Thou art a cook of bluest blood!
Nowhere within
This world of sin
Have I e'er tasted better terrapin.
Do you see?"
"I do; but even then, my dear fellow, the cook would fall short of true fame. Her excellence would be a mere matter of hearsay evidence," said Homer.
"Not if you went on to describe, in a keenly analytical manner, the virtues of that particular bit of terrapin," said Burns. "Draw so vivid a picture of the dish that the reader himself would taste that terrapin even as you tasted it."
"You have hit it!" cried Homer, enthusiastically. "It is a grand plan; but how to introduce it--that is the question."
"We can haunt some modern poet, and give him the idea in that way," suggested Burns. "He will see the novelty of it, and will possibly disseminate the idea as we wish it to be disseminated."
"Done!" said Homer. "I'll begin right away.

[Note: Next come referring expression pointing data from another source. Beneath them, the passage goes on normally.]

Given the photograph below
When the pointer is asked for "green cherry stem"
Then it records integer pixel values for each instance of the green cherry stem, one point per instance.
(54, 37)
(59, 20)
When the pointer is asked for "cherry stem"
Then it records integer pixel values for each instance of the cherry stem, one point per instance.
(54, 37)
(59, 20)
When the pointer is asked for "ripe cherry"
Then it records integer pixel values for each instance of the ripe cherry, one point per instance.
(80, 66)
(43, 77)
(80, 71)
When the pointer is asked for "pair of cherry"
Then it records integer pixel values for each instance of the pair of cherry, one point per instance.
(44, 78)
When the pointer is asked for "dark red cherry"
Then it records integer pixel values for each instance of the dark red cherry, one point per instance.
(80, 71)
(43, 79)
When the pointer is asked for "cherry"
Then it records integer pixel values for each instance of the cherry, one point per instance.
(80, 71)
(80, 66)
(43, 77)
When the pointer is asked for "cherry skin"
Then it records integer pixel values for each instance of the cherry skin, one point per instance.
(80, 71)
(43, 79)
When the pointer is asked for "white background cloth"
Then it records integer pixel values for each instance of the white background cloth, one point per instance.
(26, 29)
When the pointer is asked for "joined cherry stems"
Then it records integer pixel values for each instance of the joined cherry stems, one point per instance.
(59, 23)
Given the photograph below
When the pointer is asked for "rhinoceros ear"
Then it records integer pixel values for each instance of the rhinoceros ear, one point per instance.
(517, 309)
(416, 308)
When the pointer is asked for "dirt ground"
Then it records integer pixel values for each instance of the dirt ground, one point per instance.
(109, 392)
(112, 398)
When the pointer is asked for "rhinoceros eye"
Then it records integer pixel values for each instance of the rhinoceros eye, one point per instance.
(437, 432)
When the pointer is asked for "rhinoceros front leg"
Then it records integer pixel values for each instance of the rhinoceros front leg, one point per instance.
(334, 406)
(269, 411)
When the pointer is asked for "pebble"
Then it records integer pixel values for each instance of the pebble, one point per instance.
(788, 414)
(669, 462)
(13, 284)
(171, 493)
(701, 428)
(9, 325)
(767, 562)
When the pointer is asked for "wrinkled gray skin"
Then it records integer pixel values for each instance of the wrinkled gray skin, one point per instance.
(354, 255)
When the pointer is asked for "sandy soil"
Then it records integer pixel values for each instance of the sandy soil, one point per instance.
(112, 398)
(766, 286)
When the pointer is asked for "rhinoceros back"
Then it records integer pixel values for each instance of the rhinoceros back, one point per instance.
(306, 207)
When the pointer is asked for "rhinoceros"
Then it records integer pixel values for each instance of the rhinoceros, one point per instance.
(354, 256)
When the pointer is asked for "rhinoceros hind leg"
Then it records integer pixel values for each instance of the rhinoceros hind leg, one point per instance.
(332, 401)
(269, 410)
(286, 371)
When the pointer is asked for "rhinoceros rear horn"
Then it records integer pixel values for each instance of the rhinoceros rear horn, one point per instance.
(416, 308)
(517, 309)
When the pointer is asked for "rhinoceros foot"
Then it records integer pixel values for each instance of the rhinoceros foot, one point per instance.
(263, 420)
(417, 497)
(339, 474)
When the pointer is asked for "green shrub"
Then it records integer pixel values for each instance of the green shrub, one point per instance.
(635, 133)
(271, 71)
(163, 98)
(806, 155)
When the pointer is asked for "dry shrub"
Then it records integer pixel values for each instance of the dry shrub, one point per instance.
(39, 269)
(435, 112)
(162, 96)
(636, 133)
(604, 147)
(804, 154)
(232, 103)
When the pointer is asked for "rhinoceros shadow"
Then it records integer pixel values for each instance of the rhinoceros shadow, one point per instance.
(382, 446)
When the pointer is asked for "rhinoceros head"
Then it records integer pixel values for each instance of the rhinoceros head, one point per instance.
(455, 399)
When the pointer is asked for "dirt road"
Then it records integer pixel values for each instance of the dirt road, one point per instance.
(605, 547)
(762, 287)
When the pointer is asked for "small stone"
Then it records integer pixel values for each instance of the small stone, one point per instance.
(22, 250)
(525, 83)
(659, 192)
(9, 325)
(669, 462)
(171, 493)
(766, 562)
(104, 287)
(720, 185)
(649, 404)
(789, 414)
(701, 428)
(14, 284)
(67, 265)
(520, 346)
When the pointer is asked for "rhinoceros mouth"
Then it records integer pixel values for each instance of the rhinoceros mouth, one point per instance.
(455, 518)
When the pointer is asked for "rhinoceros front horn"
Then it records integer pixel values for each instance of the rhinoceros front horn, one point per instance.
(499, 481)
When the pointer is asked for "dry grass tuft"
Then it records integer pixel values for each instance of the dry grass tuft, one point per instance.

I feel like haunting to-night. I'm getting to be a pretty old ghost, but I'll never lose my love of haunting."
At this point, as Homer spoke, a fine-looking spirit entered the room, and took a seat at the head of the long table at which the regular club dinner was nightly served.
"Why, bless me!" said Homer, his face lighting up with pleasure. "Why, Phidias, is that you?"
"I think so," said the new-comer, wearily; "at any rate, it's all that's left of me."
"Come over here and lunch with us," said Homer. "You know Burns, don't you?"
"Haven't the pleasure," said Phidias.
The poet and the sculptor were introduced, after which Phidias seated himself at Homer's side.
"Are you any relation to Burns the poet?" the former asked, addressing the Scotchman.
"I am Burns the poet," replied the other.
"You don't look much like your statues," said Phidias, scanning his face critically.
"No, thank the Fates!" said Burns, warmly. "If I did, I'd commit suicide."
"Why don't you sue the sculptors for libel?" asked Phidias.
"You speak with a great deal of feeling, Phidias," said Homer, gravely. "Have they done anything to hurt you?"
"They have," said Phidias. "I have just returned from a tour of the world. I have seen the things they call sculpture in these degenerate days, and I must confess--who shouldn't, perhaps--that I could have done better work with a baseball-bat for a chisel and putty for the raw material."